Date: Tue, 5 Jan 1999 09:47:56 -0600 Subject: FEL-L: Nelson Waterers

These work real good for all cats drinking water, they're easy to clean and they have a heating element in them. The heat element is adjusted so that the water doesn't get warm yet it doesn't allow for it to freeze. These are the best on the market . Nelson Manufacturing Company, 319-363-2607 Found their website, it's: http://www.nelsonmfg.com

Date: Mon, 13 Jul 1998 06:38:24 -0500 Subject: FEL-L: Re:Bluing

A fellow animal breeder told me that they put a couple drops of laundry bluing in their water buckets to prevent algae from forming. Here in Texas algae forms often in less than a day. Does anyone know of any side effects?

Date: Mon, 13 Jul 1998 06:56:01 -0500 (CDT) Subject: Re: FEL-L: Re:Bluing

hummm...I've always been under the opion that if it killed the algae, how good could it be for the cats ? I always try locating the water in shade, lower hte light reaching it, and less algae is likely.

Date: Mon, 13 Jul 1998 07:54:10 -0400 Subject: Re: FEL-L: Re:Bluing

The USDA reccommends that (chlorine bleach) be used with drinking water to control unwanted bacteria... City water supplies mostly use chlorine. Its not such a bad thing as long as all the free chlorine is converted before consumption... If not, then the free chlorine is very carcinogenic and it's long term use under these conditions result in cancer at some point... You need to test the water continuously. On the other hand, the vast majority of wild algae ranges from completely harmless to slightly beneficial... It's a judgement call.

We avoid all this hassle by treating all water with ozone which sterilizes it, removes heavy metals, insecticides, and other environmental toxins... Our open water will stay clear for days even during very hot weather, otherwise the algae gets it about a day.

Date: Mon, 13 Jul 1998 11:07:36 -0400 Subject: Re: FEL-L: Re:Bluing

> John, I was going to mention this myself...could not UV sterilization be used also to acheive the same result ?

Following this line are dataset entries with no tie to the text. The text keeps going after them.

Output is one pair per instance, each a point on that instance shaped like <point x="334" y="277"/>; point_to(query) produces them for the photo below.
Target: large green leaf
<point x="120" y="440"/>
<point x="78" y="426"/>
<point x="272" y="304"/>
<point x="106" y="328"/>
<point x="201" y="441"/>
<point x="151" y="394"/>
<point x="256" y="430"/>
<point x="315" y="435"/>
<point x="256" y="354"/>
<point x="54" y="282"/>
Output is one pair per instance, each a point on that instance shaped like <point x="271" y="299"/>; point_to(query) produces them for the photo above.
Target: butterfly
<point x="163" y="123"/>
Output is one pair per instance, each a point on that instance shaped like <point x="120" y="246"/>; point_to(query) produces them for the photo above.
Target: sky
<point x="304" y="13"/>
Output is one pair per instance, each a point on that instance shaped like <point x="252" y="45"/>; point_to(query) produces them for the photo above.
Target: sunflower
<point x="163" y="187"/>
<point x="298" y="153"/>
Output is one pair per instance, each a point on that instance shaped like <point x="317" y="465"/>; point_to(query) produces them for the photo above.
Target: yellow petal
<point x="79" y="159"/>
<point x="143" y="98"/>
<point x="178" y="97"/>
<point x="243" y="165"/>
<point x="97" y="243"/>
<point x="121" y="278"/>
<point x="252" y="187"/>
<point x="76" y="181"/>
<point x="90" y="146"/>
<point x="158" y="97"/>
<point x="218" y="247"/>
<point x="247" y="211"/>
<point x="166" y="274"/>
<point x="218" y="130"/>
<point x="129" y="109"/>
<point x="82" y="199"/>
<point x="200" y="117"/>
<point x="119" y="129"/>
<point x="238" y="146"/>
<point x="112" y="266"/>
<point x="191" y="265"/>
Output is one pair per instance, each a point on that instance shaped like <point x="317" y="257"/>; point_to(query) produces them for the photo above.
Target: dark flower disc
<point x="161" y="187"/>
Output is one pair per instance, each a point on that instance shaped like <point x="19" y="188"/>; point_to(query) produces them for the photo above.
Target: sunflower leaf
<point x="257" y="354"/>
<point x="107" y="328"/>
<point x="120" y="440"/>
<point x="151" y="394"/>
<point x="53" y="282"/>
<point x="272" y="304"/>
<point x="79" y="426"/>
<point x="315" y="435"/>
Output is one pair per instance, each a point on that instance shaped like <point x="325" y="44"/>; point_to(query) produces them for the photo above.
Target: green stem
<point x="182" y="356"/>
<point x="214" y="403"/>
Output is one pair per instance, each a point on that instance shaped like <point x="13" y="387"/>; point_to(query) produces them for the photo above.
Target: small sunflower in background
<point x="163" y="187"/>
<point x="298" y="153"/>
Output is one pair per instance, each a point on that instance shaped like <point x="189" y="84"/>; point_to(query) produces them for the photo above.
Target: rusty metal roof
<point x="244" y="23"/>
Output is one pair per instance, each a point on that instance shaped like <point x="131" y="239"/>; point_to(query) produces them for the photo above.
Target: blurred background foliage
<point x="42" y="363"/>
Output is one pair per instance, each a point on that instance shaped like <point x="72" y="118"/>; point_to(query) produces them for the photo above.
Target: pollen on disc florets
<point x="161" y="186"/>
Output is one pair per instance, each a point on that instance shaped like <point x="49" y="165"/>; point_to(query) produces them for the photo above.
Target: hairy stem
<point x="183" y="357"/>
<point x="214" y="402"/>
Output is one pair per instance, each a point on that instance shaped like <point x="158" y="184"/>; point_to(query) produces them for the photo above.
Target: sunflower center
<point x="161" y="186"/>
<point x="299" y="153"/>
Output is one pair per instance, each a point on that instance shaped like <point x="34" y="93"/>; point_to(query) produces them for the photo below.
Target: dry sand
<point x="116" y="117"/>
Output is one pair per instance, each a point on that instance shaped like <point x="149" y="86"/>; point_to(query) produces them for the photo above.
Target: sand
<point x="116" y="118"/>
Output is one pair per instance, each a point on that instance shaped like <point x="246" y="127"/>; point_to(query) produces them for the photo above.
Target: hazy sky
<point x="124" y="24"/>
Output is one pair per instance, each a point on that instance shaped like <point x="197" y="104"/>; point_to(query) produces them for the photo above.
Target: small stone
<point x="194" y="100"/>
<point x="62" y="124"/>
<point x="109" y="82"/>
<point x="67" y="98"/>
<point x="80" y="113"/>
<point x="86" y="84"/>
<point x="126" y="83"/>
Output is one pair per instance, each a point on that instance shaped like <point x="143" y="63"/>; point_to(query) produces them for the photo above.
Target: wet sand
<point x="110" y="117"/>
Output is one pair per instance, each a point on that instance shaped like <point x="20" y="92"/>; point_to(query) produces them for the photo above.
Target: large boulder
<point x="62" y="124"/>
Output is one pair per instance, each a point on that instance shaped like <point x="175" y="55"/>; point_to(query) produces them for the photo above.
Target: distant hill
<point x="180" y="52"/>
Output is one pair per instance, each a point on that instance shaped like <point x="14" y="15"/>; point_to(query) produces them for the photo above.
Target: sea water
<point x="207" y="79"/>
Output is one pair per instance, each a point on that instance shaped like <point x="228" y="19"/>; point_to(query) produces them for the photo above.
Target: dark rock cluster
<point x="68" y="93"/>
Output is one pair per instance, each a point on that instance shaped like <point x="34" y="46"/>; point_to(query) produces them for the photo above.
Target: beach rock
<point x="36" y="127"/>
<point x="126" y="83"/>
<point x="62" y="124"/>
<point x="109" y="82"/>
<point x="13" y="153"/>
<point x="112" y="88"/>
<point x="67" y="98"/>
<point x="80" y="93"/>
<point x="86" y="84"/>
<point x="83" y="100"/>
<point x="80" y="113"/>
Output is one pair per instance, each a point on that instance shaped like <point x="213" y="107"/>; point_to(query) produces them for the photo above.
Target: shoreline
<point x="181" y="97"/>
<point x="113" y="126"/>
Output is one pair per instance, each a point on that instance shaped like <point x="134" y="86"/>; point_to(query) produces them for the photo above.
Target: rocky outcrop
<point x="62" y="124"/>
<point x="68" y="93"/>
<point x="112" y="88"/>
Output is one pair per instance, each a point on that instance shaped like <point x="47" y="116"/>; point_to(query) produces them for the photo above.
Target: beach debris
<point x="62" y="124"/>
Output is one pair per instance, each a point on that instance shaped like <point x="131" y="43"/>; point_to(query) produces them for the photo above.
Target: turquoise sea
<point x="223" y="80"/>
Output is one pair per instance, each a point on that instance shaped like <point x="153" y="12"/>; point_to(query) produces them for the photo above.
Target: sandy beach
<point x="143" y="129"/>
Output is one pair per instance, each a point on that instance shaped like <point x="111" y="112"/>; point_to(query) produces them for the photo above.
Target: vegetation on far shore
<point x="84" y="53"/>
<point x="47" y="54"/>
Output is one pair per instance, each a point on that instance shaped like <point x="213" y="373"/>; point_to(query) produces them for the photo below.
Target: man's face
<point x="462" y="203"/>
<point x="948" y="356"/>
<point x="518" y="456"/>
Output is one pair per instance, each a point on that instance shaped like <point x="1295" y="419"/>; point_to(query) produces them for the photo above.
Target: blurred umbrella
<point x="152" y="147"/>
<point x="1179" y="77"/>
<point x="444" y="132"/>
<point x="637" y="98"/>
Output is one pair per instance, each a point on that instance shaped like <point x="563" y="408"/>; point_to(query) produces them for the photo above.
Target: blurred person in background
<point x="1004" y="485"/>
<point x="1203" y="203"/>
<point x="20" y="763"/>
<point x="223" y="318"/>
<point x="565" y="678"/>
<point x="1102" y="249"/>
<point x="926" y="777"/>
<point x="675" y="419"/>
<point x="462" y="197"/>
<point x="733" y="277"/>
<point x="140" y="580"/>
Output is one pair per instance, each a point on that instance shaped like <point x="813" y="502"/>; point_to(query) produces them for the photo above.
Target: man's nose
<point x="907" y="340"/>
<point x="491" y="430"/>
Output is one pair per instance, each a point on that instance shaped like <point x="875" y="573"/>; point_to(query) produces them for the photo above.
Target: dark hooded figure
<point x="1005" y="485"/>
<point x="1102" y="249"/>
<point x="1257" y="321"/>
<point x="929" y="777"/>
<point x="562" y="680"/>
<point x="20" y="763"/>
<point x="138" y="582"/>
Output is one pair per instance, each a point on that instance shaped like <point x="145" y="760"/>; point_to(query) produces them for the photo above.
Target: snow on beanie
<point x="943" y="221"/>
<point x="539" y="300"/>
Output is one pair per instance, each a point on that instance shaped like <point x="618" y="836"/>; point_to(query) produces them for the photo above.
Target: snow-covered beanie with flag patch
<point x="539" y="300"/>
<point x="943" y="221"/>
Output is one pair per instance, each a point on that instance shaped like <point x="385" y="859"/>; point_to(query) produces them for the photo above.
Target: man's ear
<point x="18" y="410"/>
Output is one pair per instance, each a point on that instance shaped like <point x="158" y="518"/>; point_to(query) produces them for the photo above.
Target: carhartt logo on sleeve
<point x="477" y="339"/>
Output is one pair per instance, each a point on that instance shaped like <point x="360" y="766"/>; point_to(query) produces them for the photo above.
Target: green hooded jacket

Absolutely!! We use one of the big inline UV systems on our hot tub and UV would be fine for any potable water sources... Simple, low cost systems come in all sizes and can be found easily at spa supply places. The reason we use ozone injection for our big water system is that it also deals with the heavy metal and organo-phosphate contamination of our well water here. Its also uses a big RO unit and many filters.. The processed water is sterile, and of almost distilled quality... But this is a special case system where the basic water supply itself is highly toxic.

A good watering system could be built around a recirculating system if you needed to conserve, with an inline UV device, a 5 micron filter, and a small holding tank/pump with some kind of automatic top off control... We use something like that but mostly to keep everything from freezing up in the winter.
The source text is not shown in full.